On a hunch I arrived at Crystal’s house early, about nine o’clock. I’m not sure what I hoped to find—frenzied packing up and people running away—but it didn’t pan out. I didn’t see anything untoward.
On the other hand what I had simultaneously feared didn’t take place either. That Crystal would spot my car down the street and come out and say, “If you insist on arriving early, then at least come in and wait where it’s a bit warmer.”
That happened to me once. One of the virtues of being small-time is that you don’t have to have the same ethics that the big outfits have. You don’t have to take every case that comes in, every old lady who wants her “boy” of thirty followed so she can get her hooks into the woman leading him astray this time.
And you don’t have to play each case exactly straight. You can give personal service. The time I am thinking of, a wife hired me to get some divorcing evidence, if there was any, on her husband.
It was winter and I’d been sitting outside his girlfriend’s house all night. By seven I was almost asleep and almost frozen when I looked up and the guy was tapping on my window.
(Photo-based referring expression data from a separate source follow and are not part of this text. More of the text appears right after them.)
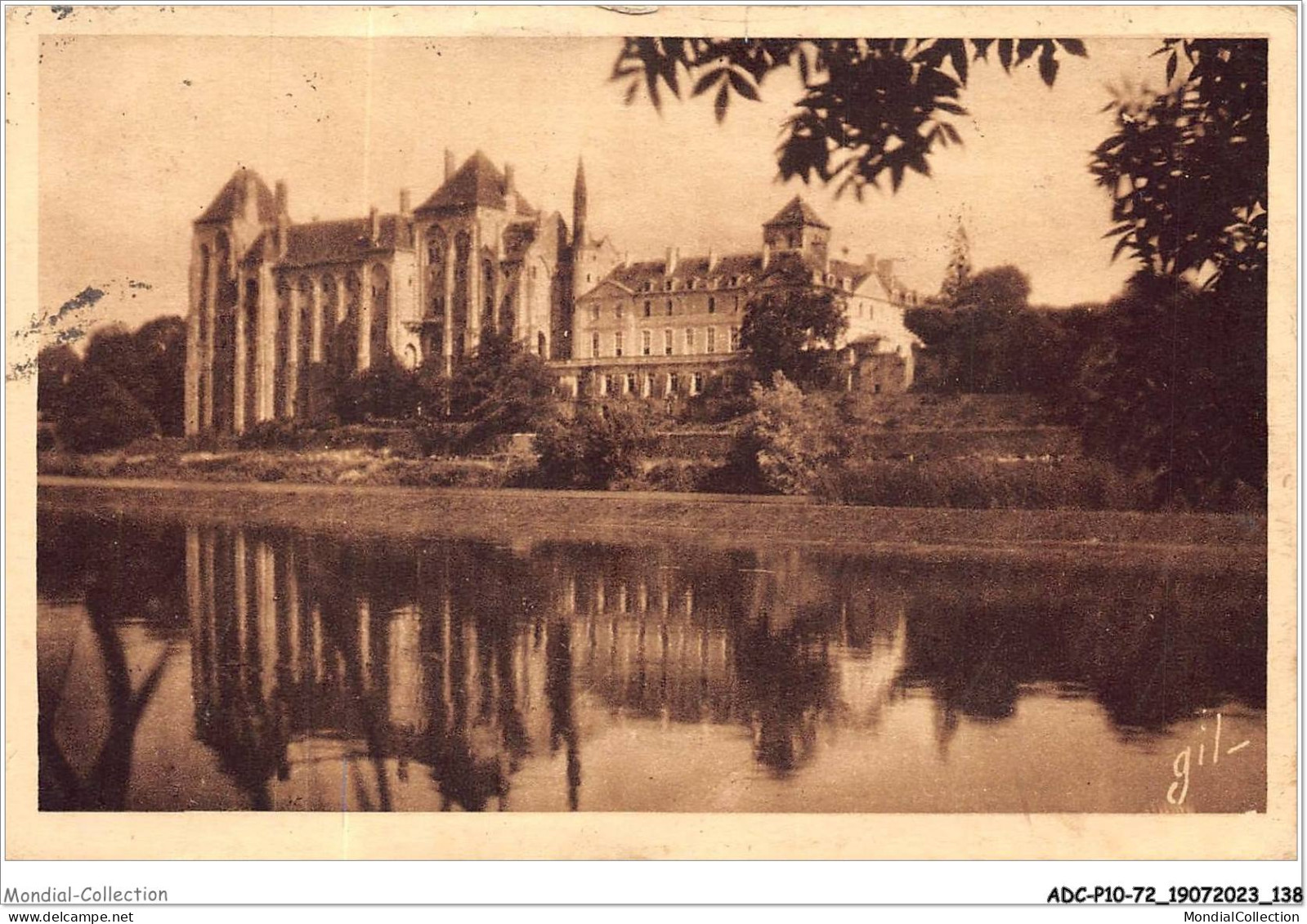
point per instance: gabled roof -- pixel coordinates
(336, 241)
(231, 200)
(635, 276)
(786, 267)
(798, 212)
(477, 182)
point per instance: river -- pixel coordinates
(198, 666)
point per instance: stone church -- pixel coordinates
(281, 313)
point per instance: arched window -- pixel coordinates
(488, 285)
(436, 276)
(379, 281)
(462, 248)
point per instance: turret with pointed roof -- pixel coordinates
(479, 183)
(798, 229)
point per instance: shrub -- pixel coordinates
(724, 398)
(593, 449)
(101, 414)
(786, 440)
(272, 434)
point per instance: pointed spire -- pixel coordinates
(580, 205)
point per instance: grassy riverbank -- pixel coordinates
(1197, 540)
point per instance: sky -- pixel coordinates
(137, 135)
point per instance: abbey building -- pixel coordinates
(281, 313)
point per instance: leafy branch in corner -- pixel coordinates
(870, 106)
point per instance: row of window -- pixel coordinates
(691, 341)
(650, 385)
(669, 307)
(696, 283)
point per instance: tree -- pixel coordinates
(1178, 386)
(150, 364)
(870, 106)
(999, 289)
(1187, 169)
(794, 331)
(504, 388)
(1165, 391)
(102, 414)
(593, 449)
(958, 270)
(986, 339)
(161, 350)
(787, 440)
(55, 368)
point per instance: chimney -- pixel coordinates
(251, 196)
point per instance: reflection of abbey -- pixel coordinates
(434, 692)
(283, 311)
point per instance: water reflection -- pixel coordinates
(364, 675)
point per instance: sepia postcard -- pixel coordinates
(651, 433)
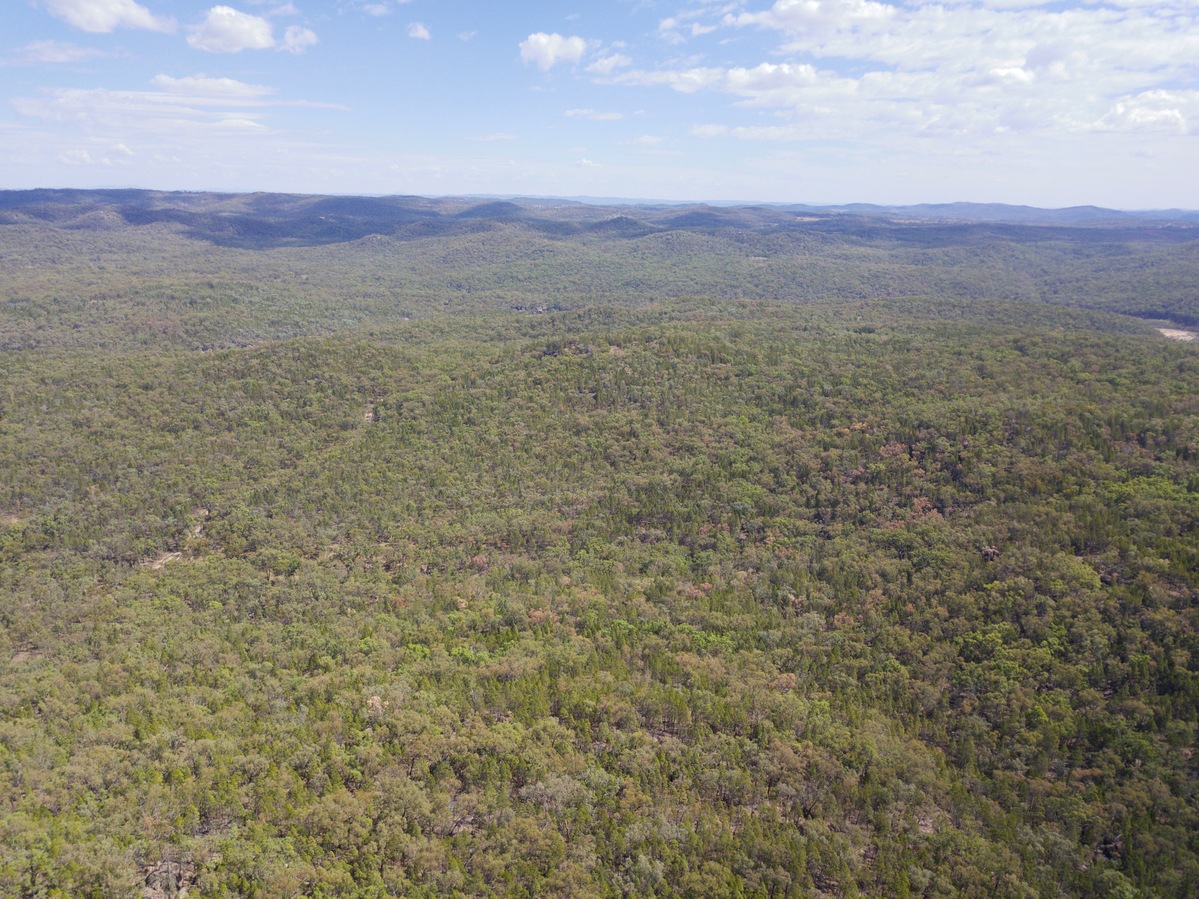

I didn’t see him come out of the house. Maybe he saved me from freezing to death. I rolled down the window and he said to me, just like that, “If you’re going to wait for me, you might as well come in where it’s warm and have a cup of coffee.”
So I did. We got to talking. And I failed to find evidence of any transgression for his wife. I told her how hardworking he was—he sells auto parts on Illinois Avenue—all those late nights alone at the store. I made it good. She almost believed me. I let her pay me, of course. After all, it was his money.
I still get my auto parts at cost.
Now an operative for a big agency couldn’t work like that, couldn’t afford to jeopardize the outfit’s reputation.
But I’ve got no reputation that that sort of thing can hurt. Being small-time makes it much easier to play God, if you’re so inclined.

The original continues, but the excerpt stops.